In contrast, pure‑play AI and cloud firms like Nvidia (NASDAQ: NVDA) and Intel (NASDAQ: INTC) are trading at higher multiples—Nvidia at 18× trailing sales and Intel at 12× price‑to‑sales—making their valuations appear stretched.

Amazon’s dual focus on e‑commerce and Amazon Web Services lends the company a more balanced valuation, reflected in a price‑to‑sales ratio of just 3.4×.

Image source: The Motley Fool.

The stock has been largely flat in 2026, rising only about 7% over the past year. Forward and trailing price‑to‑earnings ratios settle around 30x, while the price remains below 4× sales.

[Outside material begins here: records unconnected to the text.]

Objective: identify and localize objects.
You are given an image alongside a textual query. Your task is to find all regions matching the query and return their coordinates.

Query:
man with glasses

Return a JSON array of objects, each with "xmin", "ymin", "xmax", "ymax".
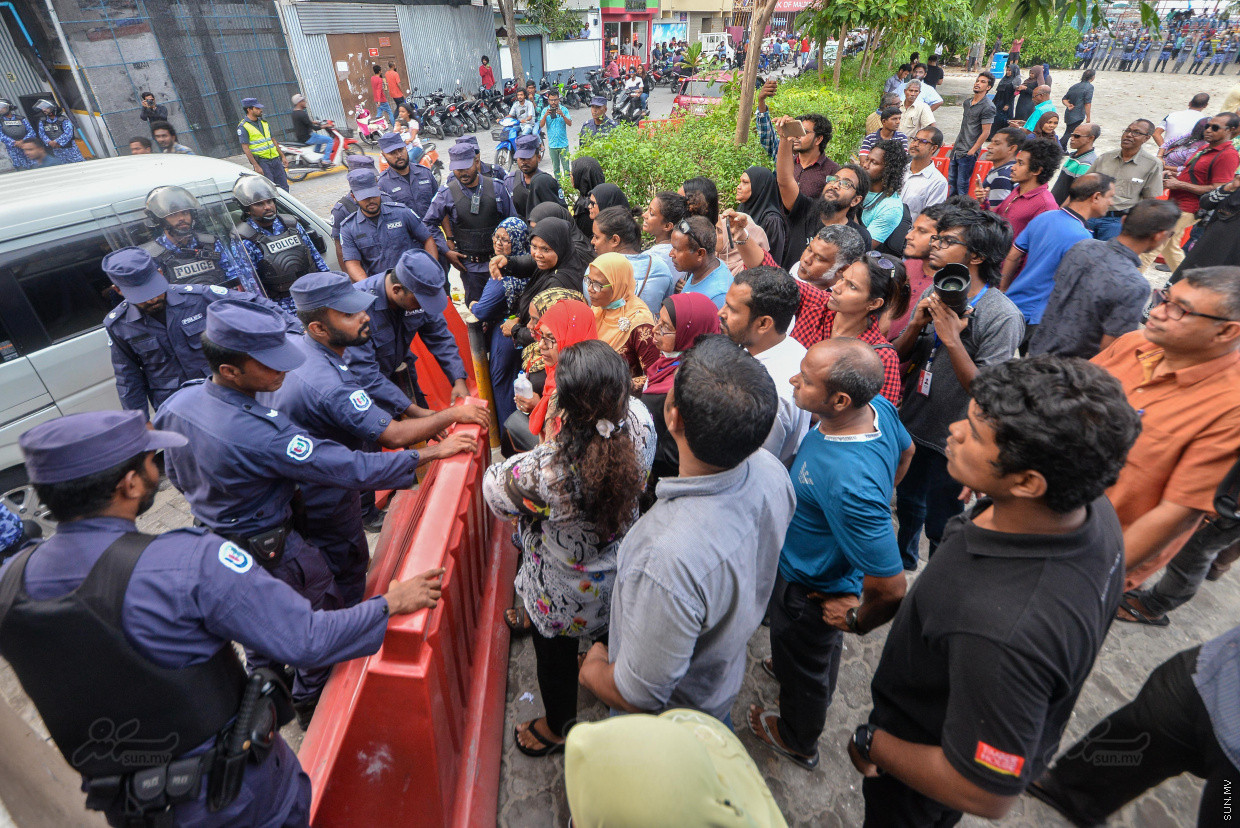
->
[
  {"xmin": 1089, "ymin": 118, "xmax": 1163, "ymax": 242},
  {"xmin": 1050, "ymin": 124, "xmax": 1102, "ymax": 205},
  {"xmin": 1142, "ymin": 112, "xmax": 1240, "ymax": 273},
  {"xmin": 1092, "ymin": 266, "xmax": 1240, "ymax": 612}
]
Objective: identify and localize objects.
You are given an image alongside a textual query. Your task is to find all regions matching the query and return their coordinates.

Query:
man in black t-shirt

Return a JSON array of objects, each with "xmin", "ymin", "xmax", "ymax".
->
[{"xmin": 848, "ymin": 356, "xmax": 1141, "ymax": 828}]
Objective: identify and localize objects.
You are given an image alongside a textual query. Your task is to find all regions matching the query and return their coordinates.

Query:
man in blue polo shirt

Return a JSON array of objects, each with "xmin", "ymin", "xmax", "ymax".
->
[
  {"xmin": 749, "ymin": 337, "xmax": 913, "ymax": 769},
  {"xmin": 999, "ymin": 172, "xmax": 1115, "ymax": 353}
]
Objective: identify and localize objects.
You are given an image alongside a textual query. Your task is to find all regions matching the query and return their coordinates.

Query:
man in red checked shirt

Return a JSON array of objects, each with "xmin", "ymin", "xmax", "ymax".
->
[{"xmin": 848, "ymin": 356, "xmax": 1141, "ymax": 828}]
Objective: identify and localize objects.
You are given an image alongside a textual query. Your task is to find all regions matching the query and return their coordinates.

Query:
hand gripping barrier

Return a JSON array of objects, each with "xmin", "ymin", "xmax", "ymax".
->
[{"xmin": 299, "ymin": 399, "xmax": 517, "ymax": 828}]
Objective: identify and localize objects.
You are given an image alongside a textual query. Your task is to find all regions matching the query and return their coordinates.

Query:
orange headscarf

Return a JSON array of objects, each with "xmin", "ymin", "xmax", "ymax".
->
[{"xmin": 529, "ymin": 299, "xmax": 599, "ymax": 435}]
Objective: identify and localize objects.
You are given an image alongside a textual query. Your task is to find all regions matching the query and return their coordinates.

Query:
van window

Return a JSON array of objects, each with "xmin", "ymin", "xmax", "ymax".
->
[{"xmin": 0, "ymin": 229, "xmax": 119, "ymax": 342}]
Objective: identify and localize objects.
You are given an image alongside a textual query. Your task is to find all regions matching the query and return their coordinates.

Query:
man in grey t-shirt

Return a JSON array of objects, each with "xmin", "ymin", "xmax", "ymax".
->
[{"xmin": 578, "ymin": 336, "xmax": 796, "ymax": 725}]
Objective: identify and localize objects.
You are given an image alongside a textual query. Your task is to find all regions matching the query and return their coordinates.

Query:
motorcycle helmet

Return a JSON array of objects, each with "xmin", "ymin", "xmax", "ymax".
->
[{"xmin": 143, "ymin": 186, "xmax": 202, "ymax": 229}]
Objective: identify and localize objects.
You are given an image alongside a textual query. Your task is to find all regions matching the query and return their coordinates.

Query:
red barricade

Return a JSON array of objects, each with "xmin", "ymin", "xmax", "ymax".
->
[{"xmin": 299, "ymin": 399, "xmax": 517, "ymax": 828}]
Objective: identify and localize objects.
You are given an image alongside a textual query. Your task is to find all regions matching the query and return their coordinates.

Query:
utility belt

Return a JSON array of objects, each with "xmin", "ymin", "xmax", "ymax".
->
[{"xmin": 86, "ymin": 669, "xmax": 293, "ymax": 828}]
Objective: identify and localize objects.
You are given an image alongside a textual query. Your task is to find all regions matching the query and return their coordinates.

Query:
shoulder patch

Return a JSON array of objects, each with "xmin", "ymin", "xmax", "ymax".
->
[
  {"xmin": 284, "ymin": 434, "xmax": 314, "ymax": 460},
  {"xmin": 219, "ymin": 540, "xmax": 254, "ymax": 575}
]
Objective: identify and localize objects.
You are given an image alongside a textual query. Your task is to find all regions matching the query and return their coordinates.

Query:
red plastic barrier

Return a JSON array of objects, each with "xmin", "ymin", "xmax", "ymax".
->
[{"xmin": 299, "ymin": 400, "xmax": 517, "ymax": 828}]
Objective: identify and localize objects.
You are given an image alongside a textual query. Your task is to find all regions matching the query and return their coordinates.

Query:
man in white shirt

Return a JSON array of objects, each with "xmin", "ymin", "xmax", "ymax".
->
[
  {"xmin": 900, "ymin": 126, "xmax": 947, "ymax": 217},
  {"xmin": 719, "ymin": 265, "xmax": 810, "ymax": 466}
]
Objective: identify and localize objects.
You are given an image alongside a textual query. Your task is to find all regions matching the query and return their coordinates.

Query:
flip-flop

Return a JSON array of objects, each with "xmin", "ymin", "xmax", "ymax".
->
[
  {"xmin": 744, "ymin": 704, "xmax": 818, "ymax": 771},
  {"xmin": 1115, "ymin": 592, "xmax": 1171, "ymax": 627},
  {"xmin": 512, "ymin": 719, "xmax": 564, "ymax": 759}
]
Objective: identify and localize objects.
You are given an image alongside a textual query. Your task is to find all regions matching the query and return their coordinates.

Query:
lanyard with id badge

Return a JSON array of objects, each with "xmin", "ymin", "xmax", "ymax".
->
[{"xmin": 918, "ymin": 264, "xmax": 991, "ymax": 397}]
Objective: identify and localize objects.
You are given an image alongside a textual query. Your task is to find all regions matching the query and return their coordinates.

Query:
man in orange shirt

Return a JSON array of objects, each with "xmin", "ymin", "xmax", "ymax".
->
[
  {"xmin": 383, "ymin": 61, "xmax": 404, "ymax": 112},
  {"xmin": 1092, "ymin": 266, "xmax": 1240, "ymax": 623}
]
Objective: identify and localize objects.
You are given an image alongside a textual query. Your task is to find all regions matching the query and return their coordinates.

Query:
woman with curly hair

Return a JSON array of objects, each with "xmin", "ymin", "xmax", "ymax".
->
[
  {"xmin": 482, "ymin": 337, "xmax": 655, "ymax": 756},
  {"xmin": 861, "ymin": 139, "xmax": 909, "ymax": 249}
]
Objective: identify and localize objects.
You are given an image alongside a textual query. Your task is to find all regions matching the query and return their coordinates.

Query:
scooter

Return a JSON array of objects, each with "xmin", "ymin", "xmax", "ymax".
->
[{"xmin": 280, "ymin": 120, "xmax": 366, "ymax": 181}]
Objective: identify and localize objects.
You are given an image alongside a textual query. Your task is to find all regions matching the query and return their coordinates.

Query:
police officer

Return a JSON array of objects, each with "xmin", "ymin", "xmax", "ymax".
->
[
  {"xmin": 233, "ymin": 175, "xmax": 329, "ymax": 314},
  {"xmin": 424, "ymin": 143, "xmax": 517, "ymax": 304},
  {"xmin": 141, "ymin": 186, "xmax": 260, "ymax": 294},
  {"xmin": 346, "ymin": 249, "xmax": 469, "ymax": 416},
  {"xmin": 0, "ymin": 98, "xmax": 35, "ymax": 170},
  {"xmin": 0, "ymin": 412, "xmax": 443, "ymax": 827},
  {"xmin": 512, "ymin": 135, "xmax": 567, "ymax": 221},
  {"xmin": 379, "ymin": 133, "xmax": 438, "ymax": 218},
  {"xmin": 146, "ymin": 299, "xmax": 477, "ymax": 726},
  {"xmin": 266, "ymin": 273, "xmax": 490, "ymax": 606},
  {"xmin": 35, "ymin": 98, "xmax": 86, "ymax": 164},
  {"xmin": 103, "ymin": 247, "xmax": 293, "ymax": 418},
  {"xmin": 237, "ymin": 98, "xmax": 289, "ymax": 192},
  {"xmin": 340, "ymin": 170, "xmax": 438, "ymax": 281}
]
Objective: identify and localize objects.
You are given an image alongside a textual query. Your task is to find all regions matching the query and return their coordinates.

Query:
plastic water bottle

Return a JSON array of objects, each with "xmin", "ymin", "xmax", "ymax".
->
[{"xmin": 512, "ymin": 371, "xmax": 534, "ymax": 397}]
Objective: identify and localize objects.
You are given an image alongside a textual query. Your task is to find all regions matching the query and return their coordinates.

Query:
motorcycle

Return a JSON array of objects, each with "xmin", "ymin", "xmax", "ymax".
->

Like many AI‑driven firms, Amazon’s primary risk centers on substantial capital expenditures. The company plans to invest roughly $200 billion in AI infrastructure this year. While competition intensifies, Amazon’s diversified business model provides a decisive advantage, explaining the increased institutional interest. For investors comfortable with the AI spend, Amazon remains a comparatively attractively priced opportunity.